Investing in the Global Economy
ByLook around at the electronics, appliances and other items you use every day. Some of the biggest companies in the world operate both in and out of the U.S. stock market and represent a large portion of the global economy. An increasing interdependency of the world’s financial systems has presented more opportunities for investors. There may be benefits to consider when looking at international investment opportunities. My strategy for portfolios is typically to include a percentage of international funds, mostly in developed countries, but occasionally a smattering in emerging markets.
Diversification Benefits
By diversifying a portion of a portfolio into international investments, investors take advantage of different economic and stock market cycles worldwide. Instead of avoiding economic risk, you can diversify it across many economies, such as those benefiting from economic reforms where the price of natural resources and the growth of consumer markets are making them viable options. Of course, with the global recession, all stock markets around the world posted losses in 2008.1 But markets in Morocco, Israel, Switzerland and Japan posted the best returns, leaving the U.S. to place fifth out of 46 markets.
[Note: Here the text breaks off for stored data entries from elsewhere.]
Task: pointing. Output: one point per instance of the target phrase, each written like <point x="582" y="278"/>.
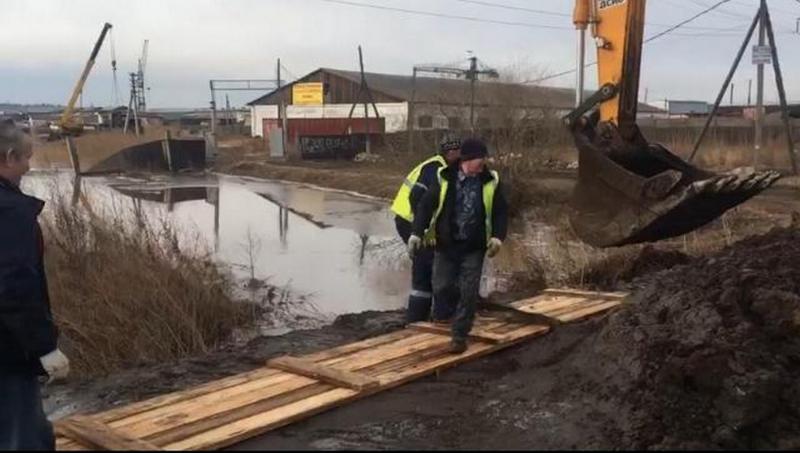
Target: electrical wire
<point x="446" y="16"/>
<point x="650" y="39"/>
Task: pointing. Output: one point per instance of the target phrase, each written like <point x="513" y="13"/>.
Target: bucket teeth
<point x="631" y="192"/>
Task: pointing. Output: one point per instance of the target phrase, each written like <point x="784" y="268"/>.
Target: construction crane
<point x="141" y="103"/>
<point x="68" y="124"/>
<point x="629" y="190"/>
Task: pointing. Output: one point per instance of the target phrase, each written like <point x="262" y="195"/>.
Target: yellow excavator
<point x="69" y="123"/>
<point x="629" y="190"/>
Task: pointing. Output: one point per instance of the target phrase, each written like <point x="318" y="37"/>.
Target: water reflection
<point x="315" y="257"/>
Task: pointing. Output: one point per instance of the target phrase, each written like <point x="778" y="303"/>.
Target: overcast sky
<point x="46" y="43"/>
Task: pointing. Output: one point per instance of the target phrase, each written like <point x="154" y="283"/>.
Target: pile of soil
<point x="619" y="270"/>
<point x="708" y="354"/>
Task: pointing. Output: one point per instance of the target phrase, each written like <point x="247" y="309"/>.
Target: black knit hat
<point x="449" y="143"/>
<point x="472" y="148"/>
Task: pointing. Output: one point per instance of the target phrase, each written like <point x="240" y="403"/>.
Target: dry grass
<point x="125" y="294"/>
<point x="550" y="252"/>
<point x="93" y="148"/>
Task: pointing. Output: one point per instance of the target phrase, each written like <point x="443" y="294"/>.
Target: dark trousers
<point x="456" y="284"/>
<point x="23" y="424"/>
<point x="421" y="296"/>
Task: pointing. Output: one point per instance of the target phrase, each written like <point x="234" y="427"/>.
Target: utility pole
<point x="760" y="58"/>
<point x="228" y="113"/>
<point x="364" y="90"/>
<point x="759" y="132"/>
<point x="411" y="121"/>
<point x="472" y="75"/>
<point x="750" y="92"/>
<point x="282" y="111"/>
<point x="366" y="106"/>
<point x="213" y="110"/>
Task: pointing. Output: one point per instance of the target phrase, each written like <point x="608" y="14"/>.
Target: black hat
<point x="449" y="144"/>
<point x="473" y="148"/>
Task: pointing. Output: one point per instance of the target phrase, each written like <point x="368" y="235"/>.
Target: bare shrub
<point x="126" y="293"/>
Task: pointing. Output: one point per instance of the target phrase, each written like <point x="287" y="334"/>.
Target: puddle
<point x="336" y="253"/>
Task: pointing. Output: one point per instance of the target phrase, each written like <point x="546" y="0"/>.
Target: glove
<point x="493" y="247"/>
<point x="414" y="244"/>
<point x="56" y="365"/>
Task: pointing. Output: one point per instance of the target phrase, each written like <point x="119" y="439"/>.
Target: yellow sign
<point x="307" y="93"/>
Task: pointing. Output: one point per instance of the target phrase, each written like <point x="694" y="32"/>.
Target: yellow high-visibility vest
<point x="401" y="205"/>
<point x="489" y="188"/>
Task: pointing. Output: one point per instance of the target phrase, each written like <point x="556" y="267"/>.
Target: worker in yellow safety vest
<point x="465" y="215"/>
<point x="408" y="196"/>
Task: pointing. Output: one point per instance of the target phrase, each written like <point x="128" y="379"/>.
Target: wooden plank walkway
<point x="288" y="389"/>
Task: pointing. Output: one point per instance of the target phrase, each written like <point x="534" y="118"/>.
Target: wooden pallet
<point x="288" y="389"/>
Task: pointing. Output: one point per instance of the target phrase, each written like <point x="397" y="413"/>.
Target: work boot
<point x="458" y="346"/>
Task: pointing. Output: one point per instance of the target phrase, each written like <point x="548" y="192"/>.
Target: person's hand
<point x="493" y="247"/>
<point x="56" y="365"/>
<point x="414" y="244"/>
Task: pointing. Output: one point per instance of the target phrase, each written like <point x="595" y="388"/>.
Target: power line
<point x="515" y="8"/>
<point x="446" y="16"/>
<point x="554" y="13"/>
<point x="650" y="39"/>
<point x="680" y="24"/>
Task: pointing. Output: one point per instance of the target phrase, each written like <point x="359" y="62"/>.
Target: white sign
<point x="762" y="55"/>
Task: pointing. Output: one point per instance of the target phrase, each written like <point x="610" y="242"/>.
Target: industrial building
<point x="438" y="103"/>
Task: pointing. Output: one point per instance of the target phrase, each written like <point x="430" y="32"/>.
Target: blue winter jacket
<point x="27" y="331"/>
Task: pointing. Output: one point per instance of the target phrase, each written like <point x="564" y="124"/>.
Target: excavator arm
<point x="629" y="190"/>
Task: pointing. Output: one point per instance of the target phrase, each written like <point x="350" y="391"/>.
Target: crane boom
<point x="67" y="122"/>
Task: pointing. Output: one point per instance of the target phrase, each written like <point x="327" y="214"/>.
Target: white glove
<point x="493" y="247"/>
<point x="414" y="244"/>
<point x="56" y="365"/>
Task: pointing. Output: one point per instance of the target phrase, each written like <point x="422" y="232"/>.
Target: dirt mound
<point x="613" y="271"/>
<point x="708" y="354"/>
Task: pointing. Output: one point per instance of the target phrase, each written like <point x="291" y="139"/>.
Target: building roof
<point x="450" y="91"/>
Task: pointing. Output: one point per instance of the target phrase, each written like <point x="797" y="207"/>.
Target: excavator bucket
<point x="631" y="191"/>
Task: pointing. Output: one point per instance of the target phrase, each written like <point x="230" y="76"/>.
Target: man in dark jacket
<point x="414" y="187"/>
<point x="466" y="215"/>
<point x="28" y="337"/>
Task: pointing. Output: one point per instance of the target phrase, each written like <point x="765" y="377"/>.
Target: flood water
<point x="335" y="252"/>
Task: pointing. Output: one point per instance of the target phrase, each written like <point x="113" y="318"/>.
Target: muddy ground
<point x="704" y="356"/>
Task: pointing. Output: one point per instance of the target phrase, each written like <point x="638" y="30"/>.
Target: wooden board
<point x="288" y="389"/>
<point x="98" y="435"/>
<point x="309" y="368"/>
<point x="476" y="333"/>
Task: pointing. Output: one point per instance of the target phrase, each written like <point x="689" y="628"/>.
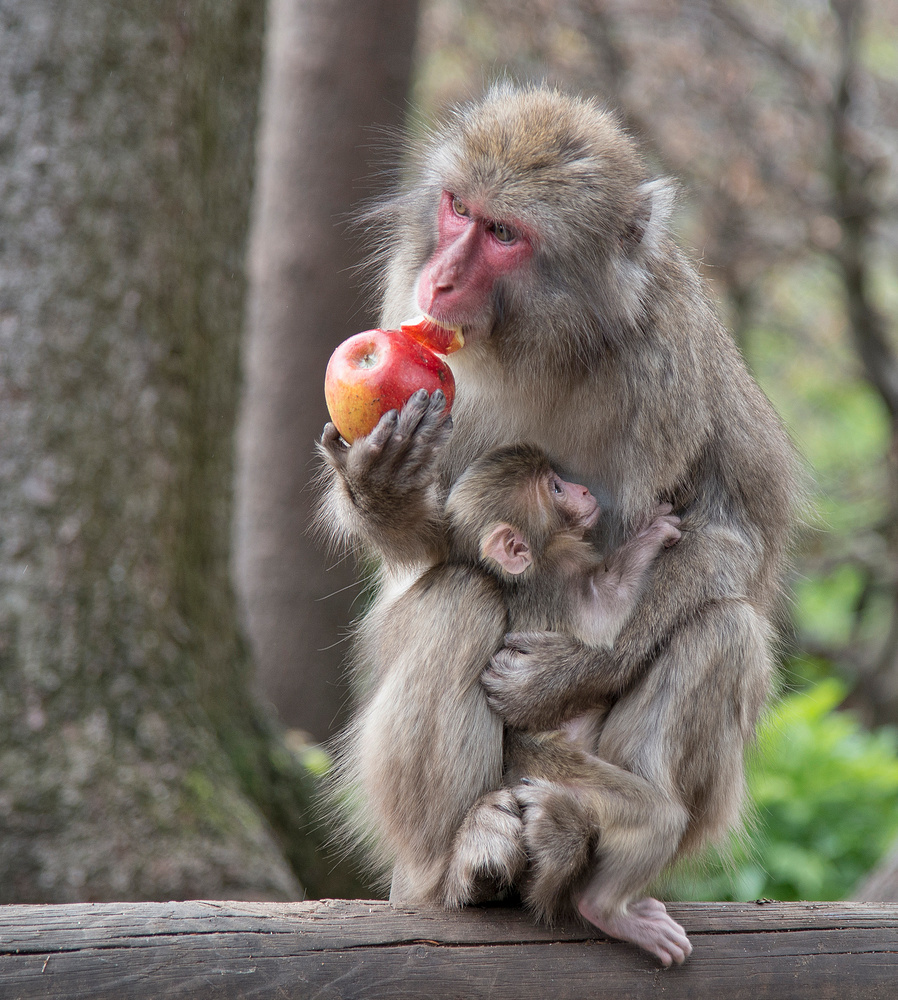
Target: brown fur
<point x="604" y="351"/>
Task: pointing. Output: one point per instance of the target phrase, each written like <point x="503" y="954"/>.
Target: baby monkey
<point x="453" y="805"/>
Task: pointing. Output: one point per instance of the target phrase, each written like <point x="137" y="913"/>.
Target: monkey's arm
<point x="380" y="491"/>
<point x="540" y="679"/>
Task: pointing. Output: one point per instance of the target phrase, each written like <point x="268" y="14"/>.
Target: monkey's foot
<point x="559" y="840"/>
<point x="645" y="922"/>
<point x="488" y="852"/>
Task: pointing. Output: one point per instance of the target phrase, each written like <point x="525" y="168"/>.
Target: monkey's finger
<point x="334" y="446"/>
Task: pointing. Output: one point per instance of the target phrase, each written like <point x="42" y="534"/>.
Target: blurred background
<point x="177" y="262"/>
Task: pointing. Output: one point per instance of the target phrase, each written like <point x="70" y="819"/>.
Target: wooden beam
<point x="339" y="949"/>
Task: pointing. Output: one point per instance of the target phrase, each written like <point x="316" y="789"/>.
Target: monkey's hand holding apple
<point x="390" y="398"/>
<point x="533" y="224"/>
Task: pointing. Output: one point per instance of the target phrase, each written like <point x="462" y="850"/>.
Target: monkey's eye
<point x="503" y="233"/>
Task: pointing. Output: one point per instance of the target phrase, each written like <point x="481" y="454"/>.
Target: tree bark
<point x="336" y="77"/>
<point x="125" y="163"/>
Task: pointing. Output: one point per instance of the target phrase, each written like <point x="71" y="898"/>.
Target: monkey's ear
<point x="649" y="224"/>
<point x="508" y="547"/>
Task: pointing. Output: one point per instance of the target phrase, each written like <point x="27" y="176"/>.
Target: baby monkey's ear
<point x="508" y="547"/>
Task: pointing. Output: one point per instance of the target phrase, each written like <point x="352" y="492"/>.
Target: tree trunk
<point x="125" y="165"/>
<point x="336" y="75"/>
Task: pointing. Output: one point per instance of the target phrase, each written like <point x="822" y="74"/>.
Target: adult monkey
<point x="534" y="227"/>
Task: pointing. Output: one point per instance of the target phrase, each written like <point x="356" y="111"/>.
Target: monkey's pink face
<point x="473" y="251"/>
<point x="576" y="501"/>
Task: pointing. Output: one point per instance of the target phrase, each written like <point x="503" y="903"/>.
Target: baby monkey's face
<point x="579" y="506"/>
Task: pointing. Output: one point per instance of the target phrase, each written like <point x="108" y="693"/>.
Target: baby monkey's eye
<point x="503" y="233"/>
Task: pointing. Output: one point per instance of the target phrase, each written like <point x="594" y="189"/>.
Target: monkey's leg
<point x="488" y="851"/>
<point x="676" y="744"/>
<point x="608" y="832"/>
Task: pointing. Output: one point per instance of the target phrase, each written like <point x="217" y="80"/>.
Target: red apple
<point x="377" y="371"/>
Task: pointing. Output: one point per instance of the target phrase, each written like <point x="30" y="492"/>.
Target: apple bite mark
<point x="439" y="337"/>
<point x="377" y="371"/>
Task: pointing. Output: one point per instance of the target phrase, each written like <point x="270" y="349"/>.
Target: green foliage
<point x="825" y="793"/>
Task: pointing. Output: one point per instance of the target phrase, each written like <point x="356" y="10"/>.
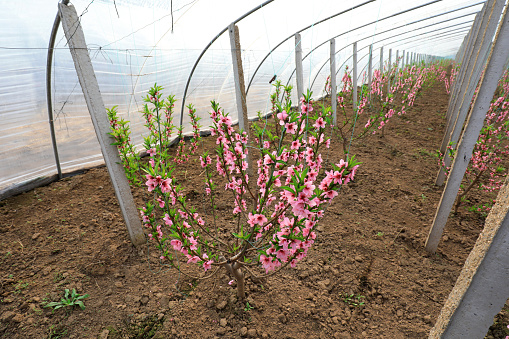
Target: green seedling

Greater Potential for Return
Some of the world’s economies are growing at a faster rate than the U.S. economy.2 For example, the real growth rate of India’s Gross Domestic Product (GDP) was an estimated 6.6% in 2008, while the real growth rate of Morocco’s GDP was 5.9%. Compared to the 1.3% annual growth rate for the United States in 20083, investing in these emerging markets may look appealing. We select international investments that balance the potential return with the risks.
Investment Choices
Investing internationally can include individual stocks trading in American depositary receipts (ADRs), international mutual funds, international closed-end funds, or regional or single country exchange-traded funds. Our investment strategies are based on meeting your long-term goals. When we select international investments, we consider the following risks:
Market Risk: Stock markets of many emerging economies are not subject to the same accounting standards or regulatory oversight as the U.S. That lack of oversight can make it difficult to accurately value a publicly traded company.
Political Risk: Civil or political unrest can affect the relative attractiveness of a country’s investment market. Even developed markets can undergo economic shifts due to international conflicts, sanctions, and more.
Currency Risk: The returns of an international security can be affected by swings in currency exchange rates. It’s important that the value of the U.S. dollar will convert favorably when trades are made.
Diversification and growth opportunities can be found in international emerging and developed markets.